TENSÕES Se o plano do presidente é gastar mais para se reeleger, caberá a Guedes o papel de cabo eleitoral até 2022. Isso explica a insatisfação do ministro. Fontes confirmam haver tensões constantes entre os dois, sendo o cerne do conflito as pressões do presidente para elevar gastos. “Depois que o presidente percebeu que benefício social é ótimo para alavancar a popularidade, quer explorar mais”, disse uma fonte à DINHEIRO. Com isso, a agenda do estado mínimo foi abandonada. Para chegar a um consenso, Guedes teria pedido ao presidente para fazer arrochos em setores da máquina pública, como forma de compensar o aumento de despesa com os programas sociais. Uma das reduções é o corte de gastos fixos e a revisão de todas as isenções tributárias e desonerações.

“Guedes foi para o tudo ou nada. se der certo, é mérito dele. se der errado, é culpa do presidente” Reginaldo Mantovanni, especialista em contas Públicas e consultor do senado.

Especialista em contas públicas e consultor do Senado para assuntos de orçamento, Reginaldo Mantovanni acredita que o equilíbrio entre gastar mais e arrochar é difícil. “Guedes foi para o tudo ou nada. Se der certo, é mérito dele. Se der errado, a culpa é do presidente”, disse. Mantovanni, que neste momento estuda a peça orçamentária da União para 2021, garante não haver espaço para aumento de despesas, com chance real de furar o teto de gastos antes mesmo de qualquer medida do novo programa ser colocada em vigor. “O problema é a bola de neve dos gastos. Foi essa mesma bola que atropelou a ex-presidente Dilma Rousseff”, afirmou.

Para se ter uma ideia, nos moldes como o Renda Brasil foi desenhado por Bolsonaro (com seis milhões de novos beneficiários recebendo R$ 400 por família), o custo anual seria de R$ 85 bilhões, ou 1,2%, do PIB, segundo o Instituto de Finanças Independentes (IFI).
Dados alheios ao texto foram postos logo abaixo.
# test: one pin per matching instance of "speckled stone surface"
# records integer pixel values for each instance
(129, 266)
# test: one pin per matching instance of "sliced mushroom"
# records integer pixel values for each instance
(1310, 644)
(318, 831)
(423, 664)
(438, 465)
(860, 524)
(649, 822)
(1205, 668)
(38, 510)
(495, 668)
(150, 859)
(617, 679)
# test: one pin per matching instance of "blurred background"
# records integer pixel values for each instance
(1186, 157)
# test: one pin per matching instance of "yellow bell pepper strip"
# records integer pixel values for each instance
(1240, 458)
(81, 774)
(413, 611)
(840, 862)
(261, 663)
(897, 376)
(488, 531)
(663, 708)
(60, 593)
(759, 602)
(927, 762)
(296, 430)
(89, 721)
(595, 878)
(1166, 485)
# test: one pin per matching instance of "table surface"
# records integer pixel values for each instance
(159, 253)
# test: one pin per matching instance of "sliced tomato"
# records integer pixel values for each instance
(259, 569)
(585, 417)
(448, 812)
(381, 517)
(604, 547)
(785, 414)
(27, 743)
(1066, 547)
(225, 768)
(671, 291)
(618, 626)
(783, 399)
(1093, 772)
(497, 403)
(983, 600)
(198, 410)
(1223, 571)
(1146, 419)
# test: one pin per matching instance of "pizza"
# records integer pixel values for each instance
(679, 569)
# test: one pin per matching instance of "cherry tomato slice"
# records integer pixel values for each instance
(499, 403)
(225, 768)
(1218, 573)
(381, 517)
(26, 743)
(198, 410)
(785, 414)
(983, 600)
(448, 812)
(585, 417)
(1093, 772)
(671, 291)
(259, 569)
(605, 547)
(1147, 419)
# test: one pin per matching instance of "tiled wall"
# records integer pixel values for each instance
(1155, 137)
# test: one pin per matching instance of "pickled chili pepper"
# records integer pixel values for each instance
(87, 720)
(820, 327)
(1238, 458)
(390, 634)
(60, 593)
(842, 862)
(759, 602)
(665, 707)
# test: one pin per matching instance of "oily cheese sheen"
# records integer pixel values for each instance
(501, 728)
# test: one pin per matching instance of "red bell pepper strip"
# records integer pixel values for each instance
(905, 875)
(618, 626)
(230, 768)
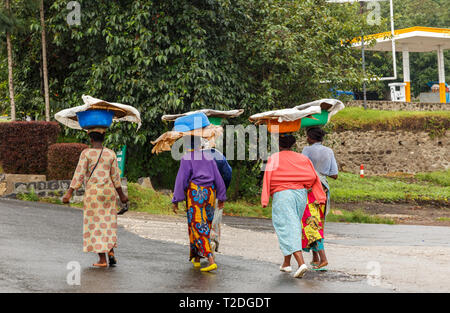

No formato atual, o Bolsa Família (com 14 milhões de beneficiários recebendo R$ 190) consome R$ 33 bilhões por ano, menos de 40% do que Bolsonaro quer gastar. De onde sairiam os R$ 52 bilhões adicionais é uma equação que Guedes não consegue solucionar. Com o Big Bang Day adiado e o presidente e o ministro divergindo, não é difícil prever que um evento de grandes proporções se desenha no horizonte. Mas ele poderá prenunciar apenas a saída de um ministro liberal de um governo paternalista e populista.